Highlights:
- The FCA fined Wise CEO Kristo Kaarmann £350,000 for failing to disclose personal tax matters to the regulator.
- Kaarmann had paid a fine to HMRC and was added to the tax defaulters list due to issues related to a capital gains liability.
- The original £500,000 fine was reduced by 30% after Kaarmann agreed to settle the matter with the FCA.
The Financial Conduct Authority (FCA) has issued a £350,000 fine to Kristo Kaarmann, CEO of the global payments company Wise (LSE:WISE), following an investigation into his regulatory disclosures concerning personal tax matters. The UK financial watchdog cited Kaarmann's failure to notify them about a significant fine imposed by HM Revenue & Customs (HMRC) in early 2021 and his subsequent inclusion on the tax defaulters list.

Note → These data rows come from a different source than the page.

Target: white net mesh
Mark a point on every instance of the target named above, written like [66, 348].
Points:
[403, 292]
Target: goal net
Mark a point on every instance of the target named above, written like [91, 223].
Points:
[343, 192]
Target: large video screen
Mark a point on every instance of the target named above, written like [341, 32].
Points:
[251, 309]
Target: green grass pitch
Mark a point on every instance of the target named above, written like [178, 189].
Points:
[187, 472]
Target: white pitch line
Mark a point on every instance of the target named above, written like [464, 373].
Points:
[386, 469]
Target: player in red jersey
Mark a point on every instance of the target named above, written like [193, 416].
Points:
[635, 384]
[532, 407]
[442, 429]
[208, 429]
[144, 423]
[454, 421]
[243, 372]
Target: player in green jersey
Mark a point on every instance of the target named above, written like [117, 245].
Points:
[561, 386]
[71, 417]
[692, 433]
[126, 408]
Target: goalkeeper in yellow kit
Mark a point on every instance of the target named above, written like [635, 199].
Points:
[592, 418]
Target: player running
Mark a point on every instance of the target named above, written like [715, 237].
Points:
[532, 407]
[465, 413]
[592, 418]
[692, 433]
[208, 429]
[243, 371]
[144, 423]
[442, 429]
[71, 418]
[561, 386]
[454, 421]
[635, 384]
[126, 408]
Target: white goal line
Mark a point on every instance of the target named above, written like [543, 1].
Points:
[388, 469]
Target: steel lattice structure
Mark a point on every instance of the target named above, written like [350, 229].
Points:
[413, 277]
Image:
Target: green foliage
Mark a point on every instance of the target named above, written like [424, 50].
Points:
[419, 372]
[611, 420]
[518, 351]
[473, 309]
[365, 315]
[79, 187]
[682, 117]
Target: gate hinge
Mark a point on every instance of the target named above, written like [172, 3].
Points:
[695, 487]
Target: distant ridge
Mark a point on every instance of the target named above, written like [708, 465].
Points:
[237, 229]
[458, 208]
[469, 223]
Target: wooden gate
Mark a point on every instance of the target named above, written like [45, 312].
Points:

Background of the FCA Investigation
The FCA's investigation revealed that Kaarmann paid a substantial fine to HMRC in February 2021 after failing to disclose a capital gains tax liability that arose from the sale of £10.0 million worth of shares in 2017. Later that year, in September, Kaarmann was added to the public list of tax defaulters. The FCA's regulations require individuals in senior management positions, such as the CEO of a publicly listed company, to report significant tax-related issues to the regulator promptly.
The FCA concluded that Kaarmann's failure to notify the regulator of these matters was "careless" rather than "deliberate or reckless." However, it noted the importance of compliance with notification requirements, especially for individuals holding positions of responsibility in regulated companies.
Reduction in Fine and Settlement Agreement
The FCA initially set the fine at £500,000 but granted a 30% reduction after Kaarmann agreed to settle the matter. The fine's reduction was in line with FCA policies that incentivize individuals and firms to resolve regulatory issues cooperatively. Despite the settlement, the regulator emphasized the need for senior managers in financial services firms to maintain high standards of transparency and integrity.
Impact on Wise Shares and Regulatory Expectations
Following the announcement of the fine, shares of Wise fell by 1.22%, trading at 726.0p as of 0955 GMT. While the fine and the circumstances leading to it are not directly related to Wise's business operations, the incident underscores the regulatory pressures faced by senior executives in the financial services industry.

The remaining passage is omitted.